Here is the calculator, which calculates the index of coincidence, or IOC (IC) for the given text. You can read what is index of coincidence and how it is calculated below the calculator.

### Index of Coincidence

Digits after the decimal point: 4
Index of Coincidence

Normalized Index of Coincidence

## The index of coincidence

The index of coincidence is the probability of two randomly selected letters being equal. This metric was first proposed by William F. Friedman in 1922 in Revierbank Publication No. 22 titled "The Index of Coincidence and Its Applications in Cryptography". In 1967, the historian David Kahn wrote

Revierbank Publication No. 22, written in 1920, when Friedman was 28, must be regarded as the most important single publication in cryptography. It took the science into a new world. 1

Having the definition above, one can devise the formula for IOC.
Let $N$ be the length of the text.
Let $n$ be the size of the alphabet.
Let $a_i$ be the i-th letter of the alphabet.
Let $F_i$ be the number of occurences of i-th letter in the text.

Then the probability of having two $a_i$ selected is $p_i=\frac{F_i*(F_i-1)}{N*(N-1)}$
The total probability (which is the IOC) is the sum of probabilities for each letter:
$IOC=\frac{1}{N*(N-1)}*\sum^{n}_{i=1}F_i*(F_i-1)$

Note that sometimes IOC is "normalized". This is usually done by multiplying the result by $n$ - size of the alphabet.
$IOC_{normalized}=\frac{n}{N*(N-1)}*\sum^{n}_{i=1}F_i*(F_i-1)$

The calculator below parses the text and calculates the IOC using the formulas above. You can also read why it is so important below the calculator.

## Why Index of Coincidence is so important?

It is important, because we can calculate expected index of coincidence for given language using language's frequency of letters.
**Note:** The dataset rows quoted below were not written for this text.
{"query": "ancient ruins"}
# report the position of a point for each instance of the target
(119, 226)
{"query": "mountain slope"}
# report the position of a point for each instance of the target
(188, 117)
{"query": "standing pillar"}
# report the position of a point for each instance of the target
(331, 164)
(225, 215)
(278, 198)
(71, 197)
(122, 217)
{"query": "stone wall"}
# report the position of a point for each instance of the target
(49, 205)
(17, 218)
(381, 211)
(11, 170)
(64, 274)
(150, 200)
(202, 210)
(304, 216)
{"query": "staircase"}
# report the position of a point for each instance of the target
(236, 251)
With the letter frequency as $p_i$ we can approximate the $F_i$ as $p_i*N$. Which gives us the following:
$IOC_{expected}=\frac{1}{N*(N-1)}*\sum^{n}_{i=1}F_i*(F_i-1)\\=\frac{1}{N*(N-1)}*\sum^{n}_{i=1}(p_i*N)*(p_i * N - 1)\\=\sum^{n}_{i=1}p_i*\frac{p_i*N-1}{N-1}$
If $N$ is large enough, we can approximate the fraction $\frac{p_i*N-1}{N-1}$ as $p_i$, which gives us
$IOC_{expected}=\sum^{n}_{i=1}p_i^2$

We can also calculate expected index of coincidence for completely random text - there all the letters have equal frequency $1/n$. It is indeed $1/n$.

Having expected index of coincidence, you can quickly estimate ciphered text, if you suspect that it was produced by one of the "classical" ciphers. If the index of coincidence is high and close to the expected IC for the language, then the text probably was encrypted using transposition cipher or simple (monoalphabetic) substitution cipher. Otherwise, if the index of coincidence is low and close to the expected IC for random text, then the text probably was encrypted using polyalphabetic cipher.

According to Wikipedia,

The index of coincidence is useful both in the analysis of natural-language plaintext and in the analysis of ciphertext (cryptanalysis). Even when only ciphertext is available for testing and plaintext letter identities are disguised, coincidences in ciphertext can be caused by coincidences in the underlying plaintext. This technique is used to cryptanalyze the Vigenère cipher, for example. For a repeating-key polyalphabetic cipher arranged into a matrix, the coincidence rate within each column will usually be highest when the width of the matrix is a multiple of the key length, and this fact can be used to determine the key length, which is the first step in cracking the system. Coincidence counting can help determine when two texts are written in the same language using the same alphabet. (This technique has been used to examine the purported Bible code). The causal coincidence count for such texts will be distinctly higher than the accidental coincidence count for texts in different languages, or texts using different alphabets, or gibberish texts.2

1. David Kahn, The Code Breakers, Macmillan, 1967.